Anyway, the point of all this is that through meditating I felt a shift, things changed, my mood began to lift, my energy was improving, my sleep was more refreshing, anxious moments were deteriorating & I wanted to know more - I wanted to know the exact mechanisms of what meditation, mindfulness and breath work had on the brain, the nervous system, the body as a whole…


Studies have shown that mindfulness practices may protect against the negative effects of rumination and helps to reduce the burden of chronic stress. In the brain, meditation increases the production of gamma waves, these gamma waves are an indication of neural plasticity – which is also linked to being able to learn new things, and a marker of youth and increased resilience.  

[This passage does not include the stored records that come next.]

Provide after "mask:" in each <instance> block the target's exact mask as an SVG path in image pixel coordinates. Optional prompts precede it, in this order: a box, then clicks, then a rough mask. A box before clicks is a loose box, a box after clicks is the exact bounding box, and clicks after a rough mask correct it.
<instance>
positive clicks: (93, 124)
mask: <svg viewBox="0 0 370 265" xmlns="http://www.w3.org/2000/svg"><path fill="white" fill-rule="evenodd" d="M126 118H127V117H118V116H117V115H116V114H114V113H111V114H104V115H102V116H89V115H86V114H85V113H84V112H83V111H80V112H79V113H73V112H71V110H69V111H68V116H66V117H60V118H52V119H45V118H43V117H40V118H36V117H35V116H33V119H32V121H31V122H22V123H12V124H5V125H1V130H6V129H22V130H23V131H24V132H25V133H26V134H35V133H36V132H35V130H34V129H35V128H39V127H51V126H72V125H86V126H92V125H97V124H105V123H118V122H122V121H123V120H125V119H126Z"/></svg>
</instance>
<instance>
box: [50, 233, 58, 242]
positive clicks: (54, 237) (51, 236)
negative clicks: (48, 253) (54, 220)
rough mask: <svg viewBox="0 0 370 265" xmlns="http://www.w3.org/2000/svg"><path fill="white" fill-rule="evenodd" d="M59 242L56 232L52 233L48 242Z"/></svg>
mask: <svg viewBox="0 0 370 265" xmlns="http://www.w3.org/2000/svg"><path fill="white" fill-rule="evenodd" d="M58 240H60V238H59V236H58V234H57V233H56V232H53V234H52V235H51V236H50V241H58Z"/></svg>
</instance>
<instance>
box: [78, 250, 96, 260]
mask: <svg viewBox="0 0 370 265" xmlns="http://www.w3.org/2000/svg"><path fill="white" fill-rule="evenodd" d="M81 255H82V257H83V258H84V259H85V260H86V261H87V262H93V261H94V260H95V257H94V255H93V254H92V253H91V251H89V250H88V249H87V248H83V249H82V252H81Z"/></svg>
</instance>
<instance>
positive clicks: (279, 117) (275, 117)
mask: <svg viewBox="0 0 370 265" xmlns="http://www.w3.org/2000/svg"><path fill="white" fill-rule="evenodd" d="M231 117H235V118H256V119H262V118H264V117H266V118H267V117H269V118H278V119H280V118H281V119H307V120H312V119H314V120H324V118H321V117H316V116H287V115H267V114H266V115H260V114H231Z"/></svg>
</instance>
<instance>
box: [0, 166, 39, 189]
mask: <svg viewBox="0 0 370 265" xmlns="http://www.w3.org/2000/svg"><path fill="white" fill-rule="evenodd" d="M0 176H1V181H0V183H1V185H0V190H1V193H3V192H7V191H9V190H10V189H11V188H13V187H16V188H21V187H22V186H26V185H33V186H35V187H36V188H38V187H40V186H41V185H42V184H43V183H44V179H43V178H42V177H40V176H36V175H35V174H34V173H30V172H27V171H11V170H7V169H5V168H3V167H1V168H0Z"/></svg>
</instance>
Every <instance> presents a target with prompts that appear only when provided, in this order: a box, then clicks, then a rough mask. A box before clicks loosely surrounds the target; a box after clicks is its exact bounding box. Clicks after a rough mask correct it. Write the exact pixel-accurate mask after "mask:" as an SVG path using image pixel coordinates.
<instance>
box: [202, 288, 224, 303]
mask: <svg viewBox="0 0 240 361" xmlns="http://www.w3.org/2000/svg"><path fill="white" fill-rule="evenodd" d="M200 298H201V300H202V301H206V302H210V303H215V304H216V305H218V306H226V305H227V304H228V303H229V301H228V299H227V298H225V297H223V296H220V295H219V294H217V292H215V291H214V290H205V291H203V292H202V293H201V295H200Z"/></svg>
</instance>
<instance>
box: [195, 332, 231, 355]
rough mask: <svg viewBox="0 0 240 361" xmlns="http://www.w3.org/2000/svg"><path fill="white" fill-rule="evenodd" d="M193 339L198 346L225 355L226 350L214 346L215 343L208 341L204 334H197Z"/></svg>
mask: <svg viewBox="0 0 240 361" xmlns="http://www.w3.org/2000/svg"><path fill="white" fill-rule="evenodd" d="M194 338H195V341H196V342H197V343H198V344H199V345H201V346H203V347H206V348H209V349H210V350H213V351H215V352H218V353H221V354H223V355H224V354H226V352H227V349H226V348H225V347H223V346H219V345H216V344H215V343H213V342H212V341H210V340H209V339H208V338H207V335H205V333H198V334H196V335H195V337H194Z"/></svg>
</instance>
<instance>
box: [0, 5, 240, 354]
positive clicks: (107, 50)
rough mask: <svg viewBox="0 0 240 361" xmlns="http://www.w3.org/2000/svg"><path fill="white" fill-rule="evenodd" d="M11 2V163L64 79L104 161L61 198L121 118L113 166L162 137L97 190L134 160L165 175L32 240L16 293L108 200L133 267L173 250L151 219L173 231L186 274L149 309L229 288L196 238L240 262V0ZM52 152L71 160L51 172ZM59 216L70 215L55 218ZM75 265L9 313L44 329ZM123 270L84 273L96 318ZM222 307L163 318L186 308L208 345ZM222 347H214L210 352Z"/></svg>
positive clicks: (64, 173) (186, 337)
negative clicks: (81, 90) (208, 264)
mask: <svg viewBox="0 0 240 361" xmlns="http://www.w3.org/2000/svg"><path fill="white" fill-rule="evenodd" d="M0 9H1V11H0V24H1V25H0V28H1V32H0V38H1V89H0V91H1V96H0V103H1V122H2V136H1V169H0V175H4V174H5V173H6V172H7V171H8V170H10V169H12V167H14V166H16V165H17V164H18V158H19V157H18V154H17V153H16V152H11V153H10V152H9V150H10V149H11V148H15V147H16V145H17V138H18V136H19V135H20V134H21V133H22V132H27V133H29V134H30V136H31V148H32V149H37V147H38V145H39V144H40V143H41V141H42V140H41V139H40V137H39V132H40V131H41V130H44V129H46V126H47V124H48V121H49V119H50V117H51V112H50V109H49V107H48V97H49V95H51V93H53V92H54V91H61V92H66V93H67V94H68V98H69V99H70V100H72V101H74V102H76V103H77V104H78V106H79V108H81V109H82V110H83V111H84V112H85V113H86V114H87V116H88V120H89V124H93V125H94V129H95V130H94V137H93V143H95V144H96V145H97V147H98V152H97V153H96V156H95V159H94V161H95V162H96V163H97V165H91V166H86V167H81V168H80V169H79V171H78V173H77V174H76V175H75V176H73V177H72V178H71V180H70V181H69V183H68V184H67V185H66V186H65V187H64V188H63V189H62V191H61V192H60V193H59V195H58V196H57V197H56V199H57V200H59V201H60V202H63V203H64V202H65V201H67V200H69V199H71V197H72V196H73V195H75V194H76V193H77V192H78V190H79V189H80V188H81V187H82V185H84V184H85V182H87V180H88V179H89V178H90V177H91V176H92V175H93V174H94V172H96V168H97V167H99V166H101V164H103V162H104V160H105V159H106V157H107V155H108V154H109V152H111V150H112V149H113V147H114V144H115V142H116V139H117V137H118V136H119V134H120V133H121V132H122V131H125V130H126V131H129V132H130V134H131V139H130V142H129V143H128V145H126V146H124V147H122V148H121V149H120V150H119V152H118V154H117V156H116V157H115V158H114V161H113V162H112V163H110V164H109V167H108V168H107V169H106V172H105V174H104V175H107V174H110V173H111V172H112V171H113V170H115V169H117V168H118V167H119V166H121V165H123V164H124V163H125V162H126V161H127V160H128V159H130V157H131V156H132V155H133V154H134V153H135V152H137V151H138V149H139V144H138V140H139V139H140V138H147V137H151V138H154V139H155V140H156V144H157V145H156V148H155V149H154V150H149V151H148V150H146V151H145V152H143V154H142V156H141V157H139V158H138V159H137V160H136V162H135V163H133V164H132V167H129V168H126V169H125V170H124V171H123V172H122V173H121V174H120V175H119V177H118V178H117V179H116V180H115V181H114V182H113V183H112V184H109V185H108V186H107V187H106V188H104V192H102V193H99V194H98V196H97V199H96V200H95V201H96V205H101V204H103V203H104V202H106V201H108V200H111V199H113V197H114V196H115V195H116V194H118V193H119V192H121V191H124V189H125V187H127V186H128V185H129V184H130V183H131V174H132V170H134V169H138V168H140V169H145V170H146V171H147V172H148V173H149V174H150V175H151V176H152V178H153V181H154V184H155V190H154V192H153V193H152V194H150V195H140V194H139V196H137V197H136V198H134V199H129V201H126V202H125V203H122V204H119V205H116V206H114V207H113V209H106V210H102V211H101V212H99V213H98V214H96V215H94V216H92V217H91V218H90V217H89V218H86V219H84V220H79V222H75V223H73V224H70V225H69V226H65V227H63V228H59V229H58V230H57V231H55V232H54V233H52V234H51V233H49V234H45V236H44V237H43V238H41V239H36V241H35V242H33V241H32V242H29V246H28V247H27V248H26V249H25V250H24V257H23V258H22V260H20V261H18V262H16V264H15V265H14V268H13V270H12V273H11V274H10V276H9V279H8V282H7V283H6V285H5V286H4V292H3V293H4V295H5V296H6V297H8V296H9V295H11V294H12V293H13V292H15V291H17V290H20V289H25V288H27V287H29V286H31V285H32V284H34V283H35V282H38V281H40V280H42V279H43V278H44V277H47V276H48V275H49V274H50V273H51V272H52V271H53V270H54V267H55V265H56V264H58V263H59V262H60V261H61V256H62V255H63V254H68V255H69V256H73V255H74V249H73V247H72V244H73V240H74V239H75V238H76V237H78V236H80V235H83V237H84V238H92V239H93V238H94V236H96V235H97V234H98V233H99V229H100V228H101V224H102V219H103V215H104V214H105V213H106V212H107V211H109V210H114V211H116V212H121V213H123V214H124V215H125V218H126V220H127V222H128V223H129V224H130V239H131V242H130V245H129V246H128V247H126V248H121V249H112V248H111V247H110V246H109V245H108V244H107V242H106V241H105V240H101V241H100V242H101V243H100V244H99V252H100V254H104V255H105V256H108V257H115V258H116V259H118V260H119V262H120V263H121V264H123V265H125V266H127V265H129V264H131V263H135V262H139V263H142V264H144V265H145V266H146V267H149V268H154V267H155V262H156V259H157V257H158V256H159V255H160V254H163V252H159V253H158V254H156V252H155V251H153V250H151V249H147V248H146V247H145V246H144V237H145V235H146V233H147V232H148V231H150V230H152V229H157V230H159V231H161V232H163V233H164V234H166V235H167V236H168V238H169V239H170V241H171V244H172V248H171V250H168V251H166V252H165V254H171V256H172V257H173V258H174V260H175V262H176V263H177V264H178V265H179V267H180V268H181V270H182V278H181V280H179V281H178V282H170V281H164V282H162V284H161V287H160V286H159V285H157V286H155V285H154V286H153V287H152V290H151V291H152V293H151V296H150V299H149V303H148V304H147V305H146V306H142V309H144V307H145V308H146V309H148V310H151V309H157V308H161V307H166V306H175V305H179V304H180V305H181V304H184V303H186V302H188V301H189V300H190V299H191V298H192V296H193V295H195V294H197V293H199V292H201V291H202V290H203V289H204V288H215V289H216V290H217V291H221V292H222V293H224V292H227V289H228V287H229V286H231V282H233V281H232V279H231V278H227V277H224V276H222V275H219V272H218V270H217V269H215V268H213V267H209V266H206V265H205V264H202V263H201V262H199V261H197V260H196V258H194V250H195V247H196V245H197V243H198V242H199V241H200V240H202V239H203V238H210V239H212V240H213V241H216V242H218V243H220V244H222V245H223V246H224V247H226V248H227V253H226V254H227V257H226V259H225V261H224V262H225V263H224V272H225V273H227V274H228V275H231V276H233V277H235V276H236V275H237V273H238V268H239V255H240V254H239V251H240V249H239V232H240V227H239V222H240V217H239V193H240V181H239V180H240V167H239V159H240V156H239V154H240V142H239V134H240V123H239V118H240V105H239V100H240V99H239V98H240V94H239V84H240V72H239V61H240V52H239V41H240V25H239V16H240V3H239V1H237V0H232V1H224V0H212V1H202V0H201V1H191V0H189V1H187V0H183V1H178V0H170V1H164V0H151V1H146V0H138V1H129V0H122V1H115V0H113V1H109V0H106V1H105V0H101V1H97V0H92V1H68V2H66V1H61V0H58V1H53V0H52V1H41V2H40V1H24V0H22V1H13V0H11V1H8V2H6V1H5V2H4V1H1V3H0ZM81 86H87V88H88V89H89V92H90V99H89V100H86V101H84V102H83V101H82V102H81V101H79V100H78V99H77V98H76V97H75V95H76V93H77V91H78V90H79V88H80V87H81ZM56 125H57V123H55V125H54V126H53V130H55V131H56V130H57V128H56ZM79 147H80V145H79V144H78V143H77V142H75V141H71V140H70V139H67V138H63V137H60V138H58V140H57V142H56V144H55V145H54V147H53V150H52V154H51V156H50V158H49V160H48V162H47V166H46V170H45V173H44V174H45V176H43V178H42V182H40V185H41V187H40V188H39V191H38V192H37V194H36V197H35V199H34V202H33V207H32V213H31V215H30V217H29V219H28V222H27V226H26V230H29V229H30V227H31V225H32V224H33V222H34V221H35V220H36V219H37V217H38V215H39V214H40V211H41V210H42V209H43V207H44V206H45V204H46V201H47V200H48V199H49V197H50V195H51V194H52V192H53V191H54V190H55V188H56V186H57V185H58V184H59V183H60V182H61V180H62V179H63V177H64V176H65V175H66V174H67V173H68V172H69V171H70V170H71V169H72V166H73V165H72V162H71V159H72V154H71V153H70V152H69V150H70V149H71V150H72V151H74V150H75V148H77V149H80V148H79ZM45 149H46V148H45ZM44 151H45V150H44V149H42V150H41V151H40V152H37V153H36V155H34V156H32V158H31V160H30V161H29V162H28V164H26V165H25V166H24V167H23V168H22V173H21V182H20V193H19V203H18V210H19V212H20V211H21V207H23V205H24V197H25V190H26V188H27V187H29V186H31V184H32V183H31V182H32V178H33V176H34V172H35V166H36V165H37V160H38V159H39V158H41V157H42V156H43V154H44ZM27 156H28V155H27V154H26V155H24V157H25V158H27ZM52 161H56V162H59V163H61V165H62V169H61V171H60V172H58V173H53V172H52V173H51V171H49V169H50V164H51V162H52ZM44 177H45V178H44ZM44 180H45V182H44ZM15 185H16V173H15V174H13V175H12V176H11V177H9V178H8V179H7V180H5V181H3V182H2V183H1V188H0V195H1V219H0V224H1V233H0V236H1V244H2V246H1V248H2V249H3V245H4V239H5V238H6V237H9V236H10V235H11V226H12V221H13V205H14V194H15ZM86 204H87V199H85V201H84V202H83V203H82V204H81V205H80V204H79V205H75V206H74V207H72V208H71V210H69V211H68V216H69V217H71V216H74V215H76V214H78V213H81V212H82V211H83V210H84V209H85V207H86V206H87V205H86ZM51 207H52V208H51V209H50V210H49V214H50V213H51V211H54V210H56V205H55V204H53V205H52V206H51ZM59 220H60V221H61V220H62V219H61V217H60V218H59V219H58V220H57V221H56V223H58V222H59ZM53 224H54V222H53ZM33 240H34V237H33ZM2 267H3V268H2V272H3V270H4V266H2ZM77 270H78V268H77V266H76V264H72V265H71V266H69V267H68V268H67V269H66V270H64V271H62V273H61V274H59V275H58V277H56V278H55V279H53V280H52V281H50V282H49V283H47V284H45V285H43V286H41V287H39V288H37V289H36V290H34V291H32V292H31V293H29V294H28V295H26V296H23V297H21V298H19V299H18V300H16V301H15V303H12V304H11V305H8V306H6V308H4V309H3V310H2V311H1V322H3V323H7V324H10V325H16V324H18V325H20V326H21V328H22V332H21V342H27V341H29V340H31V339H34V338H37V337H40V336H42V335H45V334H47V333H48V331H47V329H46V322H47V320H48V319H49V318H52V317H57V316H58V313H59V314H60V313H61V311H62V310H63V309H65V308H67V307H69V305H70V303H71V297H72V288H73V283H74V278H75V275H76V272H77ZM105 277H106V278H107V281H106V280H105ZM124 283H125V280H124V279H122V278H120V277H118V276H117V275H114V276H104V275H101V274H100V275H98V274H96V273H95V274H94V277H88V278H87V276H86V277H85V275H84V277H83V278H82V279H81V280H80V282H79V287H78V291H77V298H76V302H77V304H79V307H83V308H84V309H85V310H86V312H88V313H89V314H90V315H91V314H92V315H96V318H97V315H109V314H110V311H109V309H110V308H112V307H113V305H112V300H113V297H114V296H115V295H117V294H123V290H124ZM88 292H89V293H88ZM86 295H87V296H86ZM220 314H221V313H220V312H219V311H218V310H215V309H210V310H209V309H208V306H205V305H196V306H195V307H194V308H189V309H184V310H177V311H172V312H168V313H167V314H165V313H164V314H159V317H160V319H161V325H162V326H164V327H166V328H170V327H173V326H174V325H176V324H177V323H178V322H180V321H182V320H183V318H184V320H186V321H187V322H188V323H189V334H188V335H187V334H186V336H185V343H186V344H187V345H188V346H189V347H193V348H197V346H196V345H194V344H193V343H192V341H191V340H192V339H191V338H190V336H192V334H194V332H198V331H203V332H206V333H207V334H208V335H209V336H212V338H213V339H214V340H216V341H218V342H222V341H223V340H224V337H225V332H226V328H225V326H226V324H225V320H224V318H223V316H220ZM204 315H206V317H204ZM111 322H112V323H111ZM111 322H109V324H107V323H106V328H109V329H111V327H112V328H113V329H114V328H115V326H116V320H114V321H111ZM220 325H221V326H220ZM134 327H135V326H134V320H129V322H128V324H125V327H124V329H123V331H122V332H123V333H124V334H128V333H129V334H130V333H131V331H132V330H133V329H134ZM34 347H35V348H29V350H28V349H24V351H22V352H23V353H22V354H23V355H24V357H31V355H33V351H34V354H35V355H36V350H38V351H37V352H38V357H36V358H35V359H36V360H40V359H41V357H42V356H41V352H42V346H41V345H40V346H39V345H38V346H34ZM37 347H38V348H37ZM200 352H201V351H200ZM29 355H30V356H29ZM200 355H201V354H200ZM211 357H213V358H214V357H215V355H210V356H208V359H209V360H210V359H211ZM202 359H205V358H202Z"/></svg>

A study was conducted on individuals who had never meditated, they were instructed to meditate for 40mins per day, for a total of 8 weeks. The results were incredible! FOUR different brain regions were effected: The hippocampus (effecting our learning and memory), the pons (part of the brain stem where many neurotransmitters are synthesised), the parietal junction (which is associated with feelings of empathy and compassion) and the posterior cingulate (which is responsible for our ability to let our minds wander). In addition, there was also an observed decrease in size of the amygdala which has a role in the stress response, this was associated with a reduction in stress hormones (Hölzel et al, 2011).

What’s more is that science has demonstrated that through the simple act of deepening and slowing our breaths we can take our bodies out of this ‘fight or flight’ response and get back into our parasympathetic state of ‘rest and digest’, reducing the effects of unnecessary stress on the body (Jerath et al, 2006).

There have also been many studies conducted by Elizabeth Blackburn (Nobel prize winner) demonstrating how mindfulness & meditation can buffer the effects of stress on telomere length, which can reverse the ageing of some tissues – telomeres are like these little caps on the ends of our chromosomes which protect our DNA from damage, they shorten naturally each year and as cell replication occurs. This goes on & on until there’s no telomere left, resulting eventually in cell death. Stress can in fact accelerate this shortening, so by simply practicing meditation and mindfulness we can reduce this effect.


So, how can we start to incorporate meditation into a busy life – well, there are a number of great apps you can download – 'headspace' for one, or my favourite ‘10% happier’ which contains a number of different guided meditations to choose from, ranging in times from 1 minute to 20 minutes, even with some guides that you can do on your daily commute, making it super easy to incorporate into day to day life.

I put the challenge out to you - try it, even if its only for a minute or two a day, or if its just to focus on taking long, slow deep breaths whilst driving to work, or waiting for the kettle to boil, these simple practices can have profound effects on wellbeing overall. 

As always, be kind to yourself & happy breathing! 



Hölzel, B. K., Carmody, J., Vangel, M., Congleton, C., Yerramsetti, S. M., Gard, T., & Lazar, S. W. (2011). Mindfulness practice leads to increases in regional brain gray matter density. Psychiatry Research: Neuroimaging191(1), 36-43.

Jerath, R., Edry, J. W., Barnes, V. A., & Jerath, V. (2006). Physiology of long pranayamic breathing: neural respiratory elements may provide a mechanism that explains how slow deep breathing shifts the autonomic nervous system. Medical hypotheses67(3), 566-571.